Hat also die FDA danach ihre Ansprüche für Zulassungen nach oben geschraubt und bei jedem Kandidaten noch genauer hingeschaut? In diesem Fall müsste, bei vergleichbaren Antragszahlen, die Menge der zurückgewiesenen Anträge gestiegen sein. Die Absagen der FDA and die Antragsteller, sogenannte Complete Response Letters (CRL), sind allerdings schwierig zu zählen und zu verfolgen: Die Behörde veröffenlicht die CRL nicht, sondern überlässt dies den jeweiligen Unternehmen. Diese gehen in der Regel zurückhaltend damit um, ob und wieviel sie davon öffentlich mitteilen. Dem Informationsdienst Pink Sheet Pharma Intelligence zufolge gab es zumindest in der ersten Jahreshälfte 19 Zusagen und 14 Ablehnungen durch die FDA. Das entspricht einer Zulassungsquote von 57,6 %, also etwas mehr als die Hälfte. Im Vorjahr lag die Quote bei 66,7 %, ziemlich genau zwei Drittel, allerdings gab es mit 75 Anträgen auch deutlich mehr Kandidaten. Grund für die geringe Anzahl neuer Medikamente und die Antwort auf die eingangs gestellte Frage ist also "Ein bisschen von beidem."

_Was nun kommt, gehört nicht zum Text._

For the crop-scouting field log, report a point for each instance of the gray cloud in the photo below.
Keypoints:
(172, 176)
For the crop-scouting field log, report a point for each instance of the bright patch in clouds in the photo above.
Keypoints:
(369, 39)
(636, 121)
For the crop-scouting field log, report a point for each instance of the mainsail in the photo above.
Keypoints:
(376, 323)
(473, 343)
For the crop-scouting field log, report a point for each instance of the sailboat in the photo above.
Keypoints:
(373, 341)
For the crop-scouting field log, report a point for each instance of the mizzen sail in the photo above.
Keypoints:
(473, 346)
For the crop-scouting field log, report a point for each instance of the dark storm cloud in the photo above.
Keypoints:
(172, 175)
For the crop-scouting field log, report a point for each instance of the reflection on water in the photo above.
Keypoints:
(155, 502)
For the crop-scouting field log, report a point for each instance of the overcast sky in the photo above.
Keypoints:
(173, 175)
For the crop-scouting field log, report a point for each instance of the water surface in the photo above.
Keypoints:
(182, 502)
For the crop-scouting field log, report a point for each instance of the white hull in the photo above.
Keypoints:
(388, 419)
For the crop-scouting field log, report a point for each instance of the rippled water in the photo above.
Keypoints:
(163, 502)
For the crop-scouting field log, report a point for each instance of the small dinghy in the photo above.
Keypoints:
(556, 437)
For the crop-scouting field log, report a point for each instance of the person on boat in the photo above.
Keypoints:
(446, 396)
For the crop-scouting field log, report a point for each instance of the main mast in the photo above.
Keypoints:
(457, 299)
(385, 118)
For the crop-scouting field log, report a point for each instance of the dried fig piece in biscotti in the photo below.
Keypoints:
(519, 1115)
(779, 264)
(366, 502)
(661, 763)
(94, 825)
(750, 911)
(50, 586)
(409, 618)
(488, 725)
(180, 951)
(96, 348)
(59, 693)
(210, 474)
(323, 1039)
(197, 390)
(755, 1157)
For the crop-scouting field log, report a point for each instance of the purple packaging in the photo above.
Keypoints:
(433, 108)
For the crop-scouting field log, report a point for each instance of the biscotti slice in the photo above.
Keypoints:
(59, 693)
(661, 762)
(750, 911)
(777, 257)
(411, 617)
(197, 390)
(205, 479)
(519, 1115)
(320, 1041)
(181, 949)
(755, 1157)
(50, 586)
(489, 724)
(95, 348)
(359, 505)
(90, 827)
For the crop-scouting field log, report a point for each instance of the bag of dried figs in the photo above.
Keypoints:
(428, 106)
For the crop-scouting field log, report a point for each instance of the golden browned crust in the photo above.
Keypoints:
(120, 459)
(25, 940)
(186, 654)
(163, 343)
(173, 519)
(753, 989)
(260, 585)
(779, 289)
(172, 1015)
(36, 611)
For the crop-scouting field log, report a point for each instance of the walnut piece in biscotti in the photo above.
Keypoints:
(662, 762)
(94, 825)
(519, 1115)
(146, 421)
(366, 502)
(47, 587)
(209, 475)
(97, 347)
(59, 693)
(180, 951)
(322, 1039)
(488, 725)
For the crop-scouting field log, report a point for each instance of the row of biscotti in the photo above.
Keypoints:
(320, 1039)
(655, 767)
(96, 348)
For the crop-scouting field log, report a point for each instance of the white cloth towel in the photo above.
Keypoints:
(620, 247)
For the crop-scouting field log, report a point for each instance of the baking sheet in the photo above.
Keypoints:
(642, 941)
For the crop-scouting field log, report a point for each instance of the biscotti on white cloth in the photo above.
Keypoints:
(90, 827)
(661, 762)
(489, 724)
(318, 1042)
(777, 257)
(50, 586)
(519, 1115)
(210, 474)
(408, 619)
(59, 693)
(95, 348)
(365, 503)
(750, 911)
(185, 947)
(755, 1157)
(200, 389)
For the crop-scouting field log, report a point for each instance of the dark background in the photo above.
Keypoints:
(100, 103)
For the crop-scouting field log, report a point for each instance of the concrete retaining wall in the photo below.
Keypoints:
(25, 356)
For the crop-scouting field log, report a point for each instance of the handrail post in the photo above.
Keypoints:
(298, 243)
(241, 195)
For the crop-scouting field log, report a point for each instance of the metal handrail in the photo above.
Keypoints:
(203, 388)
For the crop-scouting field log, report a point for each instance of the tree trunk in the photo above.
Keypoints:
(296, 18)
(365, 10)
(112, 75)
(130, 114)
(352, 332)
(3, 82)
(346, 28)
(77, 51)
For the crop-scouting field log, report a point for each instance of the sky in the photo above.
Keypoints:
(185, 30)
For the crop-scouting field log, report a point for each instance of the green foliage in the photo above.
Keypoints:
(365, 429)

Einige Details zu den erfolgten Neuzulassungen ragen heraus: So hat etwa der Pharmakonzern Bristol Myers Squib (BMS) mit allein drei Medikamenten mehr Zulassungen erhalten als jedes andere Unternehmen. Dabei sind zwei der neuen Medikamente erst durch Übernahmen in den Konzern gekommen: Das Mittel Camzyos durch die 13,1 Mrd. Dollar schwere Übernahme von Myokardia (2020) und Sotyktu mit der Akquisition von Celgene (2019) für ganze 74 Mrd. US-Dollar. Beide Übernahmen haben sich für BMS ausgezahlt.

Mögliche neue Blockbuster

Ein weiterer Gewinner ist das Biopharma-Unternehmen Bluebird, mit Zulassungen für die Gentherapien Skysona und Zynteglo innerhalb eines Monats. Die Einmal-Behandlung mit den Wirkstoffen soll jeweils 3 bzw. 2,8 Mio. US-Dollar kosten und entsprechend Umsatz in die Kassen des Unternehmens spülen. Noch teurer mit 3,5 Mio. Dollar pro Dosis ist die neue Gentherapie Hengenix, die die Unternehmen CSL Behring und Uniqure gemeinsam entwickelt haben. Weitere neuzugelassene Kandidaten auf den Blockbuster-Status mit jährlichem Milliardenumsatz sind das Diabetes-Medikament Mounjaro von Eli Lilly, Amvuttra gegen die Erbkrankheit Amyloidose von Alnylam sowie die Myelom-Therapie Carvykti der Unternehmen Johnson & Johnson und Legend.